New York police detective Dario Azzaro saves some dignitaries from injury when a body plunges down from a skyscraper. The corpse is naked and adorned with a pair of feathered angel wings. Several more deaths follow, with the wings a connecting feature.

A killer whose deranged habits make perfect sense to them being trailed by a tenacious detective is a familiar form of crime fiction, but Peter J. Tomasi brings a freshness by the outrageous form the killings take. However, there’s a concern when what’s shaping up to be a satisfying procedural mystery is interrupted by a strange lapse. Azzaro decides disrupting the Sunday service to show a priest some crime scene pictures is acceptable. Why? The only reason seems to be in order to supplying a mildly shocking scene, as waiting until the service ends would have made little difference in context. Thankfully, allowing for the killer’s madness, it’s the only questionable scene in a tightly plotted thriller.

Azzaro begins referring to the killer as the Wingman, and Tomasi intersperses scenes of detective work with brief passages showing the killer at work, until they’re identified halfway through.
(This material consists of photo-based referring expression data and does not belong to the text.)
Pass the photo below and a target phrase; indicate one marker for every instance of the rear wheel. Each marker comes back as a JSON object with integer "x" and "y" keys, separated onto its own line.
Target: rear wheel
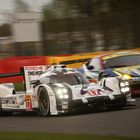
{"x": 43, "y": 102}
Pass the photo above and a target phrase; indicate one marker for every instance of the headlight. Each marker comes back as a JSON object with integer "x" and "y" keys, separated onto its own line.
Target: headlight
{"x": 126, "y": 76}
{"x": 125, "y": 89}
{"x": 124, "y": 86}
{"x": 62, "y": 93}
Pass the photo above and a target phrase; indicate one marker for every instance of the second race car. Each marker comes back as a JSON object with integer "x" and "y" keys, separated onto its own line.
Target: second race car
{"x": 54, "y": 90}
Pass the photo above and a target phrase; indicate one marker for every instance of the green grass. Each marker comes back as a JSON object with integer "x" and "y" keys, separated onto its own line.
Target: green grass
{"x": 45, "y": 136}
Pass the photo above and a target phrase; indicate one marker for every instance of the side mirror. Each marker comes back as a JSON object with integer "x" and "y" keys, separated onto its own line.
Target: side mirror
{"x": 90, "y": 67}
{"x": 103, "y": 74}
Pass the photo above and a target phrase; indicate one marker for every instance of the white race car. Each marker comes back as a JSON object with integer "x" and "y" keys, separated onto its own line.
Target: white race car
{"x": 55, "y": 89}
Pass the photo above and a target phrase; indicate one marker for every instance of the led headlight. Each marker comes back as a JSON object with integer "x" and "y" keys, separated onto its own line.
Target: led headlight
{"x": 62, "y": 93}
{"x": 126, "y": 76}
{"x": 124, "y": 86}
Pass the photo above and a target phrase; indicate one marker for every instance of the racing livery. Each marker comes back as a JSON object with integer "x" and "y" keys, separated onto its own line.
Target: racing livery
{"x": 125, "y": 64}
{"x": 56, "y": 89}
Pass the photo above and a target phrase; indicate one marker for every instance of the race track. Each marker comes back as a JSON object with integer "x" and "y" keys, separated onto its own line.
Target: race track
{"x": 124, "y": 122}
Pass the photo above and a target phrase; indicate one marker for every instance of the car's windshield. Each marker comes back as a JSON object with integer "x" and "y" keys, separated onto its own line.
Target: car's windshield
{"x": 122, "y": 61}
{"x": 70, "y": 78}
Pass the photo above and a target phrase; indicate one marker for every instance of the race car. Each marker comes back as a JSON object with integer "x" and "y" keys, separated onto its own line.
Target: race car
{"x": 124, "y": 63}
{"x": 53, "y": 90}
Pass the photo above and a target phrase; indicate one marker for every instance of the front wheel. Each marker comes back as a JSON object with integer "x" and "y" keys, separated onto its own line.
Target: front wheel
{"x": 43, "y": 102}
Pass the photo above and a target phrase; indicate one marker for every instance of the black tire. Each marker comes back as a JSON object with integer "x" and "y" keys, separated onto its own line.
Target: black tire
{"x": 43, "y": 102}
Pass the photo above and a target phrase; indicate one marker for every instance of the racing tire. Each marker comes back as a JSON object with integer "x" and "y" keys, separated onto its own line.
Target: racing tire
{"x": 43, "y": 102}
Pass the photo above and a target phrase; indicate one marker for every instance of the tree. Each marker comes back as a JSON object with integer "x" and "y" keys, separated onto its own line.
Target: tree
{"x": 21, "y": 6}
The title refers to the names of the dead written on branches of a tree drawn on the wall of the killer’s apartment, eye-catchingly drawn by Maxim Šimić. He applies a cartoon realism to the remainder of the cast, good at creating people easily distinguished from one another, and they’re convincing within their environments. The visuals aren’t quite as imaginative or distinctive, but there’s something of the way Michael Avon Oeming drew Powers.

Just when readers will feel comfortable they’ve come to terms with what’s happening, Tomasi drops a brilliant bombshell shifting the ground entirely. It feeds into fears Azzaro has about his son, and explains his mother’s over the top reaction a chapter earlier. How the Wingman moves about unobserved is a further good touch. An exception is a brief well written conversation in a jail, but it’s really only Azzaro and his target who’re given a personality, resulting in a lack of impact at a later death. The people that count form a suitably fiery finale, making a decisive statement about concerns that have manifested and the false assumptions motivating the Wingman. All in all, very readable.